Dopo l’esibizione degli svizzeri l’airshow ha parlato solo italiano: un Eurofighter Typhoon ha effettuato una dimostrazione di decollo in “scramble” (su allarme) a tutto motore, e la fiamma dei postbruciatori – ed il loro rumore assordante – ha squarciato il grigio cielo di Rivolto.

È toccato poi a un C-27J Spartan dimostrare le proprie doti di volo: il biturboelica da trasporto della nostra Aeronautica Militare ha impressionato per le sue doti di maneggevolezza effettuando una virata stretta quasi “a coltello” sul sedime aeroportuale e un tonneau che ha lasciato gli spettatori letteralmente senza fiato. Senza dimenticare l’atterraggio effettuato in modalità “tattica”, ovvero con una ripidissima discesa (quasi in scivolata d’ala) seguita dalla richiamata appena prima di toccare la pista, dove lo Spartan si è fermato in pochissime centinaia di metri. C’è stato spazio anche per l’M-346A, il nuovo velivolo biposto da addestramento di Leonardo, che ha dimostrato il perché del suo successo in campo internazionale: l’aereo è stato venduto ad Israele e all’Azerbaigian e al Turkmenistan nella sua versione FA da attacco leggero. In volo anche l’Amx Ghibli, che ha partecipato, insieme a Tornado e Typhoon, ad una dimostrazione di esfiltrazione da parte di un distaccamento di incursori del 17esimo Stormo, scesi dagli elicotteri HH-101A e decollati a bordo di un C-130J che ha dimostrato di avere ancora molte “frecce al suo arco” arrestandosi e decollando in brevissimo spazio in una nuvola di pioggia nebulizzata. Mentre gli incursori erano all’opera, i cacciabombardieri simulavano l’appoggio aereo ravvicinato in territorio ostile (Cas – Close Air Support).

Mozzafiato l’esibizione di un F-35B, la versione Stovl (Short Take Off – Vertical Landing) del celeberrimo cacciabombardiere Lightning II. Decollato in un “fazzoletto” di pista, ha effettuato manovre ad alto numero di g dimostrando le qualità della macchina ma soprattutto l’enorme potenza sviluppata dal propulsore Pratt&Whitney F-135. Impressionante vedere il volo traslato e “in stazionamento” a così breve distanza: la pioggia, che ha funestato quasi tutta la manifestazione, in questo caso ha permesso di apprezzare l’enorme massa d’aria spostata dai reattori del velivolo.

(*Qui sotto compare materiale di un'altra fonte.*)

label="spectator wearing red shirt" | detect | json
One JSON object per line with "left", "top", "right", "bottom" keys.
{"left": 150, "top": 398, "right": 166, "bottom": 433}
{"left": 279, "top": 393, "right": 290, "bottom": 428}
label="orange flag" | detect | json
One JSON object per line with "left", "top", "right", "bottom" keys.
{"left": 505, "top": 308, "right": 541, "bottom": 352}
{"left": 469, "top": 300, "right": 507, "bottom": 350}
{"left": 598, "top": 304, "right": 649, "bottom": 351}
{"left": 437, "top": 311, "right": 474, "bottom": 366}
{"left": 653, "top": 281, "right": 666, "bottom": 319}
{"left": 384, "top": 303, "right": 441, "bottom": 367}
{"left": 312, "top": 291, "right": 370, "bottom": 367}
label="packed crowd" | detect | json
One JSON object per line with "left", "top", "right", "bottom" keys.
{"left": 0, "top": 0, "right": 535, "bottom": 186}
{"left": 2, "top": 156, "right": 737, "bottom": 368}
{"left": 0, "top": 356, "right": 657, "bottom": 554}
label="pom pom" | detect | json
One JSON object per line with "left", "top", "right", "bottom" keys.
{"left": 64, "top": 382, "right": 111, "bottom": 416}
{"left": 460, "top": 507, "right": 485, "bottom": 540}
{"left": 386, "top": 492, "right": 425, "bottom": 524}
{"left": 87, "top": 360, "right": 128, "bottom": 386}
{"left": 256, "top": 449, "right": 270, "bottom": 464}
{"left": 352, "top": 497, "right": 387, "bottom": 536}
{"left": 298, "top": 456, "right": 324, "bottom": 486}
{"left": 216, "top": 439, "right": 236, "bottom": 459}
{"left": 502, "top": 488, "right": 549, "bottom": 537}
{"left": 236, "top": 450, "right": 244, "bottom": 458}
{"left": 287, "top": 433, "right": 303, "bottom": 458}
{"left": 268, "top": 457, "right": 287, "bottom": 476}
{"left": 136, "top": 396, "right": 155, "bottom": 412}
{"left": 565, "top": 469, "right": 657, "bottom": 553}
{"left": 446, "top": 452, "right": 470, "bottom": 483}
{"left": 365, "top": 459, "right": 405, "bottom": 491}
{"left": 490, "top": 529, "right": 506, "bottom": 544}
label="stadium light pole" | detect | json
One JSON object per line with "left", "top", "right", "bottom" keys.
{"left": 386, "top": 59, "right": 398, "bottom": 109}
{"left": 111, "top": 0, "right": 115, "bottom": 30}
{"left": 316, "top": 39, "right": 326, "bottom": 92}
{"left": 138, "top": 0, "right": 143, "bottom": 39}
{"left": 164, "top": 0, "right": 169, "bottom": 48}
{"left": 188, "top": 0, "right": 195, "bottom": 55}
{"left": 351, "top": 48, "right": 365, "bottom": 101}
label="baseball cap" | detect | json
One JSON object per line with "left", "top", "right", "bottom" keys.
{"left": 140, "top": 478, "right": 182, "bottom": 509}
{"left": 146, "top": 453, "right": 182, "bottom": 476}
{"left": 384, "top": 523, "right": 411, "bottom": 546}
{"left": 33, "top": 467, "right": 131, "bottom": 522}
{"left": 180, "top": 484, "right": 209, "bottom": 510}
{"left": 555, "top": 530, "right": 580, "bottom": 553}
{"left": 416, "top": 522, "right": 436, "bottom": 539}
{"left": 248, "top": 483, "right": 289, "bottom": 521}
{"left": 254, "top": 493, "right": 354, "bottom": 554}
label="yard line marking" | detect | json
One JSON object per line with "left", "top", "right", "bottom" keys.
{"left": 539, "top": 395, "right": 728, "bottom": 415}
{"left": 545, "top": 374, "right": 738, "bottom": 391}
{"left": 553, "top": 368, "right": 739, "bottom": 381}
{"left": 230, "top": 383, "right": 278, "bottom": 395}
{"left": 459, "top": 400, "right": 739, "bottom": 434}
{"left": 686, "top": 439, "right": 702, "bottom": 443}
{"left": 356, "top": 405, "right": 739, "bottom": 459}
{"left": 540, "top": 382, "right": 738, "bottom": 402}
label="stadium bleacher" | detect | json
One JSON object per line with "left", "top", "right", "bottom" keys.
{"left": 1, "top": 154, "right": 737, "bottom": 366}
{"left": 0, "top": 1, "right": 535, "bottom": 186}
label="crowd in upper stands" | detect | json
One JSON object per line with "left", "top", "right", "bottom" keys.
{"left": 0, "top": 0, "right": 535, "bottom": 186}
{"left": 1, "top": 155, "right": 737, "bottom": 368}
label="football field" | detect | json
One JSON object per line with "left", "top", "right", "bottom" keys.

Dopo un passaggio a bassa quota di una formazione composta da un’aerocisterna KC-767A, un Tornado, un Typhoon, un Amx e un C-130J è finalmente venuto il momento tanto atteso: alle 18, i 10 Aermacchi MB-339Pan, dipinti con la ben nota livrea blu ma con le derive recanti gli stemmi araldici e i colori delle passate pattuglie acrobatiche, hanno acceso i motori. Sarà sicuramente merito del caso, ma anche il meteo, quando la nostra pattuglia acrobatica ha cominciato a rullare lungo la pista, ha accolto l’esibizione concedendo una lunga tregua dalla pioggia, e grazie anche al sole calante che dipingeva i suoi colori sulle nuvole scure, ha reso l’esibizione ancora più scenografica.

Tante le figure, nei suoi più di venti minuti di durata: dal volo “folle” del solista, sino alla “bomba” e agli incroci mozzafiato delle due sezioni. Infine tutti i velivoli hanno disegnato un enorme arco tricolore nel cielo, abbracciando così idealmente tutti i presenti, che hanno sfidato le condizioni meteo avverse, ma anche tutta l’Italia. Appuntamento all’anno prossimo, sperando che le condizioni pandemiche siano solo un ricordo, ma soprattutto al 2023, anno del centenario della nostra Aeronautica Militare.